Paul Roberts OBE, Chief Executive of LGBT Consortium added:

“We are passionate about promoting a healthy, resilient and sustainable LGBT sector in London and this project will allow us to shine the light on the diversity of LGBT services already available and to uncover where there are big gaps in provision.

“We will be working with LGBT services and organisations across all boroughs to explore new ways of filling the gaps, promoting the important part LGBT specific services play in reducing inequality and supporting new collaborative opportunities.

“All this will be brought together through a new and exciting interactive online site, designed with funders, commissioners and LGBT people all in mind.”

Alice Wallace, Director of Opening Doors London, said:

“Securing funding for work with older LGBT communities is challenging as there are few charitable trusts that prioritise support in this area.
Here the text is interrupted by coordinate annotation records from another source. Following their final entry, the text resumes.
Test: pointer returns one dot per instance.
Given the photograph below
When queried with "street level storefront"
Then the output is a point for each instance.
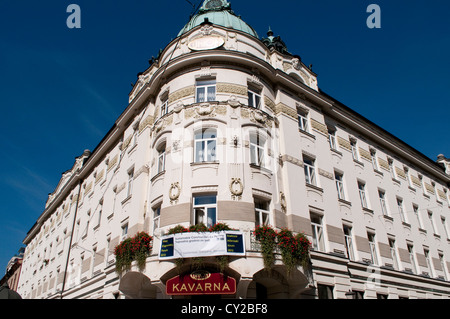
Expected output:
(202, 264)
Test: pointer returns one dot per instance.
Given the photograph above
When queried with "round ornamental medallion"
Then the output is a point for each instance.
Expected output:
(174, 192)
(236, 187)
(212, 4)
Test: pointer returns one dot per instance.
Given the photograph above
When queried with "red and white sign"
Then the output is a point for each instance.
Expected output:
(201, 283)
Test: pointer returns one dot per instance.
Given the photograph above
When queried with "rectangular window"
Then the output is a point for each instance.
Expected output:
(359, 294)
(412, 258)
(444, 270)
(161, 158)
(261, 212)
(205, 210)
(401, 211)
(349, 242)
(257, 150)
(205, 91)
(310, 171)
(373, 155)
(373, 248)
(444, 225)
(318, 241)
(354, 148)
(130, 182)
(124, 232)
(394, 256)
(100, 211)
(164, 107)
(324, 291)
(391, 168)
(332, 139)
(205, 145)
(426, 252)
(382, 197)
(303, 120)
(417, 214)
(362, 194)
(339, 179)
(433, 226)
(254, 98)
(156, 217)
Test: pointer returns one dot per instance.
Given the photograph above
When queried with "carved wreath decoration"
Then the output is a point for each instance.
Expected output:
(174, 192)
(236, 188)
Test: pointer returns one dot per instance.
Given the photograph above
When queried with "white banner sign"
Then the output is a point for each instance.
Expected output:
(188, 245)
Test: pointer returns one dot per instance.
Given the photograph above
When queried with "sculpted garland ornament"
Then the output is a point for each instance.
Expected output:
(174, 192)
(236, 188)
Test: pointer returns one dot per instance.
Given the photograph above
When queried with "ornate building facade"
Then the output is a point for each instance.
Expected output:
(227, 127)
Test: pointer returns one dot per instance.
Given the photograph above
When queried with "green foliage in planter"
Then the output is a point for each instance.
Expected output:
(219, 227)
(178, 229)
(294, 249)
(137, 248)
(198, 262)
(266, 236)
(199, 228)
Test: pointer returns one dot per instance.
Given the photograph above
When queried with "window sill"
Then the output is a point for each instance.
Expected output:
(307, 133)
(317, 188)
(157, 175)
(336, 151)
(423, 231)
(343, 201)
(126, 199)
(358, 162)
(261, 168)
(205, 163)
(378, 172)
(407, 225)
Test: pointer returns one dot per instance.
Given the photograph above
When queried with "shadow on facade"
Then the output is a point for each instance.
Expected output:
(264, 284)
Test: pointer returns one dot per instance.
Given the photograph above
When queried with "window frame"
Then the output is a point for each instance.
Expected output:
(318, 232)
(161, 158)
(205, 85)
(258, 149)
(310, 170)
(348, 240)
(260, 212)
(339, 185)
(383, 204)
(206, 210)
(303, 120)
(362, 194)
(211, 152)
(254, 97)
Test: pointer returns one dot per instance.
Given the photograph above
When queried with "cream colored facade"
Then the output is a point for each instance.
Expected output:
(307, 141)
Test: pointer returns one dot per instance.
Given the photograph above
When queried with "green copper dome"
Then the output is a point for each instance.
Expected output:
(218, 12)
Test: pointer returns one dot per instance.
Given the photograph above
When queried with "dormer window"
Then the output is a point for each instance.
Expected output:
(254, 97)
(205, 91)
“This funding will enable us to work with a range of health and social care organisations to help them better understand the needs and experience of older LGBT people, particularly in London – and to design and deliver services which truly meet their needs.”

Mark Santos, of the GMI Partnership, added:

‘We are delighted that City Bridge Trust has recognised the work of the GMI Partnership and more importantly the diverse needs within the wider London LGBTQ community with this funding.

“This is a real opportunity for the Partnership to build on our 10 years of successfully working together to support the current and future sexual and reproductive health needs of LGBTQ communities in London, and to work with others to address the wider determinants of health.”

City Bridge Trust is London’s largest independent grant giver, making grants of £20 million a year to tackle disadvantage across the capital. The Trust has awarded around 7,600 grants totalling over £360 million since it first began in 1995. It helps achieve the Corporation’s aim of changing the lives of hundreds of thousands of Londoners.